Hi,
I just launched a website and pushed a bunch of people to it.
Many of my users are saying they cannot see the plotly charts and are getting the error:
Refused to display ‘https://plot.ly/~DataLlama/30.embed?link=false&modebar=false&link=false’ in a frame because it set ‘X-Frame-Options’ to ‘sameorigin’.
I’ve done some searching but cannot find anything on this. It’s really messing with my launch and this is a pretty time sensitive thing. Can anyone help?!
Thanks!
Hi DataLIama,
were you able to solve your issue yet? It’s been a long time but I’m having troubles with it as well. If you haven’t find a solution yet, I’d like to give you of a few ideas and what I’ve tested so far, and maybe you’ll have more success than me 
:
Download the whole page using beautifulsoup or wget. beautifulsoup only got me text and not the css and everything so it’s not really a solution. I could not figure out what to do with the wget file I got either. With this solution you would also have problems if you’d want to click things inside the iframe.

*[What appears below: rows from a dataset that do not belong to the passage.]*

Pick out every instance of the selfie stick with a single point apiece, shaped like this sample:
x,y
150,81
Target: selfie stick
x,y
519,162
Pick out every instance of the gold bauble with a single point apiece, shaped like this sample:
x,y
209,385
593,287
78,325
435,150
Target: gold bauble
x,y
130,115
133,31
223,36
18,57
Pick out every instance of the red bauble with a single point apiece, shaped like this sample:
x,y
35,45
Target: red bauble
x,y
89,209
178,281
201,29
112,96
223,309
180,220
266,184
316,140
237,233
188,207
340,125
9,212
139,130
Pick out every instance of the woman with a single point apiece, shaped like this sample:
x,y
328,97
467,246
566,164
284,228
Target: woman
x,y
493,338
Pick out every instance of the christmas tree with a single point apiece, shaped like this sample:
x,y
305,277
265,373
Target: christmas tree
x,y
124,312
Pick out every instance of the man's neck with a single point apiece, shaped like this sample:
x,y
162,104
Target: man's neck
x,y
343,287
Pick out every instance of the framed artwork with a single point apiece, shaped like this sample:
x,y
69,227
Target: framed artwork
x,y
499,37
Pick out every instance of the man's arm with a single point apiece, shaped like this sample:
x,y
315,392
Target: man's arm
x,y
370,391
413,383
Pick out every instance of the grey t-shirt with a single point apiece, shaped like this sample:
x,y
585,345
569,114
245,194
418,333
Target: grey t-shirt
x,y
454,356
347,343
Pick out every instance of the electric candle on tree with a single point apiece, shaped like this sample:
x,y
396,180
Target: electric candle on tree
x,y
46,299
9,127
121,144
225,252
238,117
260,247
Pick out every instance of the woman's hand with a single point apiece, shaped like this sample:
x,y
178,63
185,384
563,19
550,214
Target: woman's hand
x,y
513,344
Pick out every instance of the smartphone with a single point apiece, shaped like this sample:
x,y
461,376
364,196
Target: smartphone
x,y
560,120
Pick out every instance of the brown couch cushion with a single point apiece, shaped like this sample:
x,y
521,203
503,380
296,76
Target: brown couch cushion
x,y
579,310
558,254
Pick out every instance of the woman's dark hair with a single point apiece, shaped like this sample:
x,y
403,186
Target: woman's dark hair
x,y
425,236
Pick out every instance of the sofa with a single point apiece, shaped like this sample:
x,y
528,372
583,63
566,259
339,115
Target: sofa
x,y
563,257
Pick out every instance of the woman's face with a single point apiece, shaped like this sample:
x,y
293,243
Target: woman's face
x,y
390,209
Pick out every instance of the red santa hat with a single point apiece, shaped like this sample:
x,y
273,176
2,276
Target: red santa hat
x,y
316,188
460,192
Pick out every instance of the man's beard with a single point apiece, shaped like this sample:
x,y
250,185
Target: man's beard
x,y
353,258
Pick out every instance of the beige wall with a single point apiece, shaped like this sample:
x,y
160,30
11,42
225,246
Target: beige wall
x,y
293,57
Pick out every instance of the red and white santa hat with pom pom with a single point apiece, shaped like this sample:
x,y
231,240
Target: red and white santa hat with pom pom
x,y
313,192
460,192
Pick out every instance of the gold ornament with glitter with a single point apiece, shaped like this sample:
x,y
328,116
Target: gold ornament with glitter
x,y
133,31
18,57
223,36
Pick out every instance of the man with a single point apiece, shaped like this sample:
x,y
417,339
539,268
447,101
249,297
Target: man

Using your own proxy. I mean redirecting all requests to localhost. That should bypass with sameorigin issue I guess. There is the python library pproxy but I could not figure out how to use it…
Somehow embedding your own browser (with chromium or whatever I don’t know) in the div but that seems unrealistic.
A similar idea: lauching an automated browser with selenium and a webdriver (e.g. chrome_driver): I have used this a few times at work so if we can figure out how to tell dash to launch/update the webdriver then that would be a good workaround. It would not be in a div but in a pop-up however.
In my case I’m using clickdata from a chart and it selects a website (I actually want to transition from Tableau and this is an important feature). By the way the div is not 100 % height of the parent div. I’m probably going to open a topic about that.
I have the same issue.
I have this issue using django 3.0.9, I have tried to disable middleware
django.middleware.clickjacking.XFrameOptionsMiddleware
I have also tried adding this to settings.py:
X_FRAME_OPTIONS = ‘SAMEORIGIN’
Neither help. I believe my server is not allowing the client to display the iframe. I don’t see why an iframe is necessary. This is simply a table, isn’t it?
Fixed by using plotly_direct as described here:
https://django-plotly-dash.readthedocs.io/en/latest/template_tags.html
X-Frame-Options is a header included in the response to the request to state if the domain requested will allow itself to be displayed within a frame. It has nothing to do with javascript or HTML, and cannot be changed by the originator of the request. You can’t set X-Frame-Options on the iframe. That is a response header set by the domain from which you are requesting the resource . They have set the header to SAMEORIGIN in this case, which means that they have disallowed loading of the resource in an iframe outside of their domain. So you cannot embed their website into yours. Browsers when see that the response header contains X-Frame-Options: SAMEORIGIN, they check your domain and block the rendering of the <iframe>. It is a security measure to avoid clickjacking.